PTC hopes that its study of process will help its CAD customers -- and lead them to buy its non-CAD products
The "P" in PTC stands for "parametric" For now. But after 2 days of presentations (at the recently held press event in Tampa) I heard "process" a thousand times and "parametric" not once, I figure it's a matter of time before PTC changes its name to Process Design Corporation.
In the Beginning...
Parametrics, of course, is how PTC got famous. In the mid 1980s, it introduced Pro/ENGINEER, a parametric, feature-based solid modeler that revolutionized mechanical design. However, these days the parametric label seems too confining. Selling individual design productivity is so last year. The company has decided that in order to grow, it must transcend the confines of engineering and manufacturing divisions, places where the CAD, CAM and CAE game has already been played out.

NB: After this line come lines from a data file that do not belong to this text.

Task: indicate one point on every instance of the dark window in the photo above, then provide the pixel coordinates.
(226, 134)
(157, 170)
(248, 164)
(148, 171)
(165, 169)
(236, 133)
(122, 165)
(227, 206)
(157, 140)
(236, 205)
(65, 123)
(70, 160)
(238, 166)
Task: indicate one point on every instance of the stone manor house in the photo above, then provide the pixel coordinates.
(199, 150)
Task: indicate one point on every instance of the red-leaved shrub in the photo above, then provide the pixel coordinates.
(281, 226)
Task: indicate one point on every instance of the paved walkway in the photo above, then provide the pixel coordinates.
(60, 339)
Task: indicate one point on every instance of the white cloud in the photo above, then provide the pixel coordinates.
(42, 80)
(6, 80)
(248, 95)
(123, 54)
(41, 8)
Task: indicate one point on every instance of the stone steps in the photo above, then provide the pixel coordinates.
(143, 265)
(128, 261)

Growth Through Acquisition
Through acquisition (ten in the last three years), PTC has grown its range of products far beyond its original reason for existence. Many of the acquisitions have added products outside of its core of design, engineering and manufacturing software. For example, the Arbortext acquisition in 2005 gave PTC technical publication software. ITEDO, purchased last year, strengthened its tech pubs offerings. Mathsoft diversified PTC's portfolio even further. PTC also bought Numeta and Aptavis, whoever they are. The list goes on.
Currently, no other major CAD company has as diversified portfolio of products as PTC.
It's All About the Process
How does it propose to sell all these products to customers that may only know about PTC's core products? You guessed it: Process.
You see, mechanical design is just one part of the Process that big manufacturing companies need to be successful. There is calculation, electronic design, data management, technical publication, and so on. And wouldn't you know it, PTC happens to have a product for each part of the Process.
PTC has spent considerable effort to make itself an expert on Process. I was introduced to PTC's Process Road Map at a trade show about 2 years ago. It is a big poster with very small print and lots of boxes and arrows. I had hardly enough time to digest it but it looked like it painstakingly mapped out in the most minute detail how a company should operate. The Process Road Map is close to the company's heart -- literally. One executive carries it folded up in his suit jacket.
During the press event, PTC banged away at the Process drum. We were read the dictionary definition of process--in case we had missed that vital day in elementary school. We were told that no less of an expert than the late W. Edwards Deming had declared "if you can't describe what you are doing as a process, you don't know what you are doing." Yikes.
PTC is betting that once it has sold the chef the knives, he'll buy your skillet, your silverware, and maybe even your stove.
So how's that been working out? After a few years of acquiring diversified products, I was hoping that PTC would reveal how many many existing CAD customers had purchased ancillary products such as Arbortext or Mathcad. There was nothing about that in the presentations so I asked. PTC declined to answer, saying the company does not release that information but that "products are performing above expectations."